Fuel economy ledes about Obama announcement

Here’s a survey of today’s ledes from some of the nation’s top newspapers about President Obama’s intentions to toughen fuel economy standards for automakers. The Wall Street Journal offers the most specific opening graf, while the Washington Post and New York Times do a good job of contextualizing the announcement. The Los Angeles Times lede, on the other hand, is syntactically jarring, sacrificing clarity and accessibility for conjecture and information that could have been included further down in the article:

Wall Street Journal:

The Obama administration plans to order auto makers to increase the fuel economy of automobiles sold in the U.S. to 35.5 miles per gallon by 2016, four years faster than current federal law requires, people familiar with the matter said.

Washington Post:

The Obama administration today plans to propose tough standards for tailpipe emissions from new automobiles, establishing the first nationwide regulation for greenhouse gases.

New York Times:

President Obama will announce tough new nationwide rules for automobile emissions and mileage standards on Tuesday, embracing standards that California has sought to enact for years over the objections of the auto industry and the Bush administration.

USA Today:

The Obama administration is set to announce Tuesday what will amount to a sweeping revision to auto-emission and fuel-economy standards, putting them in the same package for the first time.

Los Angeles Times:

The agreement that the Obama administration will announce today forcing dramatic reductions in vehicle greenhouse gas emissions and improvements in auto mileage marks a potentially pivotal shift in the battle over global warming — and a vindication of California’s long battle to toughen standards.

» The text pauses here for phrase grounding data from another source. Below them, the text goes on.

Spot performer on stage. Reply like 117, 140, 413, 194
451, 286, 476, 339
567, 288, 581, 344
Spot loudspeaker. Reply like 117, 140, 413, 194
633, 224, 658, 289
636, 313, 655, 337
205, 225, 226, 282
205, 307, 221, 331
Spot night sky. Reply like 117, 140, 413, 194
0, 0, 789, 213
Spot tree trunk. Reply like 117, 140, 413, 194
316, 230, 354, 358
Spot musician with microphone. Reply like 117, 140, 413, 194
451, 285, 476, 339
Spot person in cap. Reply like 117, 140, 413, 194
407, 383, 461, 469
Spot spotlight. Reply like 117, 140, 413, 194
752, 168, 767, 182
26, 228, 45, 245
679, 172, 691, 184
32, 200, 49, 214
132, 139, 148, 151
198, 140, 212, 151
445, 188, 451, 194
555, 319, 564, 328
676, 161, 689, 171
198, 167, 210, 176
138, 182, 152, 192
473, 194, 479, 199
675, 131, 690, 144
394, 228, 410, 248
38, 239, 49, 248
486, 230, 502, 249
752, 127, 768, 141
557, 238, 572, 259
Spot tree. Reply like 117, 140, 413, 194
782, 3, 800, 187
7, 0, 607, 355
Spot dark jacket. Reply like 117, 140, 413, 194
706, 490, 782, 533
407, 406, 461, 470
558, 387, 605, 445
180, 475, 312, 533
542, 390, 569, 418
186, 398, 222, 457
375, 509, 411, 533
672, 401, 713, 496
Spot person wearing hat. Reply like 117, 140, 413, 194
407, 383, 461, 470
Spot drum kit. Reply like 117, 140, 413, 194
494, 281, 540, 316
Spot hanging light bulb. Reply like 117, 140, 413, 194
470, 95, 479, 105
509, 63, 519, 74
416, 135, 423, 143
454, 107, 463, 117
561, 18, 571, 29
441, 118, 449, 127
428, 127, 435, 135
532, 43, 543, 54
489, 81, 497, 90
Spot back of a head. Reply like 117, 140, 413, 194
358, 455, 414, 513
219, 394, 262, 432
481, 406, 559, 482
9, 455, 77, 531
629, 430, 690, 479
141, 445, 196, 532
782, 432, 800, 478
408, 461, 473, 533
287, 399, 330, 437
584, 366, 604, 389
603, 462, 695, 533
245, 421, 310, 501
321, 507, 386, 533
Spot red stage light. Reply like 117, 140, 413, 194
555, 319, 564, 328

Here's where newspapers need to invest their resources

Of the seven strategies Mark Potts lays out for the news industry to adopt, two in particular stood out for me as of particular importance. His criticism of news sites that spread themselves thin by trying to appeal to all readers is one that bears repeating. See if you agree.

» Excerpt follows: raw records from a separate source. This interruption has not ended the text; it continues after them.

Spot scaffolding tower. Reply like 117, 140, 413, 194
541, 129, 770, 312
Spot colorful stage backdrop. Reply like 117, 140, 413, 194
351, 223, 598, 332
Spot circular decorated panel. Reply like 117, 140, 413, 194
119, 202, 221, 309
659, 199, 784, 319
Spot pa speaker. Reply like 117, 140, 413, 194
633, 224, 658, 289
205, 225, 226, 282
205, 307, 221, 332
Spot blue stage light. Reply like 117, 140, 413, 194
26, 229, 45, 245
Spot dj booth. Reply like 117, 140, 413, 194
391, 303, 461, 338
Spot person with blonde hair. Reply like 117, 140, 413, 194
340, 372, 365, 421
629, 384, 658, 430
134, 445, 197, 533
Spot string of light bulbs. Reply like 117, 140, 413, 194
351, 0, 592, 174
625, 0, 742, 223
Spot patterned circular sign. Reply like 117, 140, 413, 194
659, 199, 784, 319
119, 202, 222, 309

I’m excerpting them here, but I recommend you read the entire post.

Vertical products: One of the most broken things about the newspaper business is the “all things to all people” model. By trying to do a little of everything, newspapers don’t really do anything well—for readers or for advertisers. New products that focus on specific, vertical audiences should be the wave of the future, but so far they’re barely even a trickle (let’s see—there’s Gannett’s MomsLikeMe franchise, and then…not much else).

New forms of advertising: Banner ads are so…1997. Interstitials, pop-ups and intrusive ads are so…obnoxious. Classifieds are so…dead. Meanwhile, Google is making money off of local search, other non-newspaper companies are pioneering things like click-per-call and pay-per-click, and various startups are perfecting cheap ways to create and sell local ads. Could it be that newspapers are having trouble making online advertising revenue grow because they’re selling the wrong kinds of online ads? Hmmm.

Putting the value back in journalism

As if newspaper layoffs weren’t bad enough,  someone had to go and present an essay titled “Why Journalists Deserve Low Pay.” Sheesh.

The provocative title isn’t one I would expect my journalistic brethren to embrace. Formal instruction has taught us that ours is a noble profession, one that provides an invaluable service by enabling an informed democracy. But as Robert G. Picard points out, that valuation no longer commands the tangible economic benefits it once did:

In the past, these journalistic benefits produced significant economic value, but today their value is diminishing rapidly. A significant reason for the reduction is value is that news and information producers and providers have less control over the communication space than ever before. In the past, limitations on distribution mechanisms and the cost structures of operating media promoted monopolies and oligopolies in communication supply. This increased the economic value of content by excluding provision by other suppliers.